I use CD57 as one data point among many. It is not specific to Lyme disease and should not be used as a standalone diagnostic test. But in the context of a clinical picture consistent with Lyme disease, a low CD57 adds supportive evidence.
Evidence level: clinical observation and retrospective studies. Further controlled research is warranted.

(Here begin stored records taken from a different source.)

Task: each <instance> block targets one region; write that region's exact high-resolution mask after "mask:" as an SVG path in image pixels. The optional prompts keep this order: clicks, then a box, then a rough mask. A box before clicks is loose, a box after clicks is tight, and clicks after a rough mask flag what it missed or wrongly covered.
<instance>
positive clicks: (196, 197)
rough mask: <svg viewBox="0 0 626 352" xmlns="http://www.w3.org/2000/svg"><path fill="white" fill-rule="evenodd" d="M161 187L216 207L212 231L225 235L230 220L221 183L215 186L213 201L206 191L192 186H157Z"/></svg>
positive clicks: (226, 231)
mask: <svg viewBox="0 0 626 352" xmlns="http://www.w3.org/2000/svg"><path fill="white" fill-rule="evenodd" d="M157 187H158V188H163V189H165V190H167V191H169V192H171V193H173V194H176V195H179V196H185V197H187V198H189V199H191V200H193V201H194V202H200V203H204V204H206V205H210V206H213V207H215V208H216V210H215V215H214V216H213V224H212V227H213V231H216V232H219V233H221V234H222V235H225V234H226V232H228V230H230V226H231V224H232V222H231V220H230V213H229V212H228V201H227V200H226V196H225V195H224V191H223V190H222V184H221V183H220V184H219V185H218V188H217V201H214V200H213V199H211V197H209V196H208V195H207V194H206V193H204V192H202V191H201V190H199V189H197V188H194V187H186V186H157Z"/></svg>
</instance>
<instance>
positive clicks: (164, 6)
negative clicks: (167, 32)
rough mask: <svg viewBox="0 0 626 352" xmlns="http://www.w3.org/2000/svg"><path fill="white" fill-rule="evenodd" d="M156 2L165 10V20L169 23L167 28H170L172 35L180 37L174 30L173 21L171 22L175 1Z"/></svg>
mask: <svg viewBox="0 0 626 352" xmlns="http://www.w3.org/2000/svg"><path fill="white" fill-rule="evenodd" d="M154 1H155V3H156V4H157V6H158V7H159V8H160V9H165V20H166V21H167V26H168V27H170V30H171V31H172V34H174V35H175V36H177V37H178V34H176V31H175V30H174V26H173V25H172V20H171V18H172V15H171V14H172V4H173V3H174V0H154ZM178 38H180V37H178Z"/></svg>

PCR (Polymerase Chain Reaction)
PCR detects Borrelia DNA directly. It is highly specific when positive, but sensitivity is limited by the low concentration of Borrelia in blood and most tissues. PCR from synovial fluid in Lyme arthritis has reasonable sensitivity; PCR from blood has low sensitivity (Borrelia’s blood concentration is typically very low).
Culture
Borrelia culture from patient samples is technically possible but requires specialized media, prolonged incubation (weeks to months), and has low sensitivity. It is primarily a research tool rather than a routine clinical test.
Co-Infection Testing
Tick-borne infections rarely occur in isolation. The same tick that transmits Borrelia burgdorferi can transmit:
- Babesia (babesiosis) — test with PCR and antibody panel; blood smear has low sensitivity
- Anaplasma (anaplasmosis) — PCR and antibody panel
- Ehrlichia (ehrlichiosis) — PCR and antibody panel
- Bartonella — PCR, antibody panel, and increasingly, digital PCR for improved sensitivity
- Rickettsia — antibody panel
Co-infections can alter the clinical picture significantly and may require different treatment approaches. Testing for co-infections should be standard practice in any patient being evaluated for tick-borne disease.
My Diagnostic Approach
When I evaluate a patient for suspected Lyme disease at Klinik St. Georg, the workup includes:
- Detailed clinical history — tick exposure, rash history, symptom timeline, prior treatment
- Standard serology (ELISA and Western blot) — as a baseline, understanding its limitations
- ELISpot for Borrelia-specific T cell reactivity
- Lymphocyte subset panel including CD57+ NK cells and NK cell function
- Co-infection panel (Babesia, Anaplasma, Bartonella, Rickettsia)
- Inflammatory markers (CRP, cytokines) to assess current inflammatory burden
- Comprehensive metabolic assessment to identify complicating factors
No single test is definitive for Lyme disease. The diagnosis is clinical, supported by laboratory findings. A patient with classic symptoms, documented tick exposure, positive ELISpot, low CD57, and negative standard serology has Lyme disease — regardless of what the ELISA says.
What I tell my patients: Lyme disease testing is imperfect. The standard tests miss cases. The advanced tests are not perfect either. The best diagnostic approach combines multiple testing modalities with careful clinical assessment. Any physician who relies solely on ELISA results to rule out Lyme disease is applying an incomplete diagnostic standard.
Disclaimer: This article is provided for educational purposes and reflects one physician’s clinical perspective. Lyme disease diagnosis and treatment remain areas of active scientific debate. Consult a physician experienced in tick-borne diseases for diagnostic and treatment decisions.